Le fossoyeur ce n’est pas juste un simple critique c’est aussi un militant, il combat les clichés par exemple …


Militant au sens où il est pour une certaine vision du cinéma et où mes vidéos se dirigent quelque part en termes de propos. C'est pour cela que j'introduis d'autres personnages pour confronter des visions différentes du cinéma. Je n'aime pas cette vision qui consiste à dire qu'il y a le vrai cinéma et le faux cinéma.




A quel âge le Fossoyeur a pris sa pelle pour déterrer sa première critique ?


Vous le saurez dans 21 ans, quand j'aurai suffisamment fait évoluer la fiction. C'est un personnage mystérieux. Dans une des vidéos de French Food Porn on voit le fossoyeur petit avec une petite pelle. Ma passion pour le cinéma date de mon enfance et le fossoyeur est une passion qui se transmet de père en fils.


Est-ce qu’il y a une œuvre préférée ou une œuvre idéale chez les fossoyeurs ?


Non justement, c’est une question à laquelle je n’ai jamais su répondre.


Et si tu devais conseiller un film pour faire aimer le cinéma ?


C'est une question difficile parce qu'il y en a tellement. Raconter la découverte d'un film, que ce soit une découverte positive ou négative c'est comme raconter un chemin de vie. La découverte d'un film peut te faire partir sur différents chemins. Par exemple lorsque j'ai découvert Gerry de Gus Van Sant, ça a été une épreuve, c'est un film tellement compliqué, rugueux et austère, tu as qu'une seule envie c'est de sortir de la salle en courant ! C'était une sacré épreuve mais c'est une de mes expériences les plus fortes au cinéma. Et il a forgé la vision du cinéma que j'ai aujourd'hui.


C’est dans la salle de cinéma que tu retrouves tes plus profondes sensations ?


Pas forcément, un bon film est un bon film, certaines circonstances sont mieux pour découvrir certains films. Mes grands chocs, ce n’est pas juste au cinéma que je les ai eus.


Pour finir, comment est-ce que tu vois le cinéma aujourd’hui, comment tu le qualifierais ?
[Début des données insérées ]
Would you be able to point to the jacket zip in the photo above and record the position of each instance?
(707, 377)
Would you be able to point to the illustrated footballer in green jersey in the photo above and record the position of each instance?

J'ai l'impression qu'il y a une énorme diversité de création, pas juste au niveau du cinéma mais au niveau de toutes les formes de création et notamment au niveau du web. Sauf qu'aujourd'hui il faut faire la démarche de création soi-même. Il y a ce que nous donne à voir les médias et ce qu'on peut aller fouiller soi-même. Aujourd'hui si on prend la création au sens large ça n'a jamais été aussi créatif et diversifié. Pour ce qui est du cinéma que l'on retrouve en salle, j'ai l'impression que c'est un cinéma qui "extrémise" de plus en plus. Les petits films sont de plus en plus petits et confidentiels et les énormes films deviennent de plus en plus énormes, incontrôlables et tentaculaires. Et au milieu les productions indépendantes, les films moyens, type Pulp Fiction disparaissent de plus en plus. Si on veut sortir de ce schéma il faut trouver des chemins de traverse.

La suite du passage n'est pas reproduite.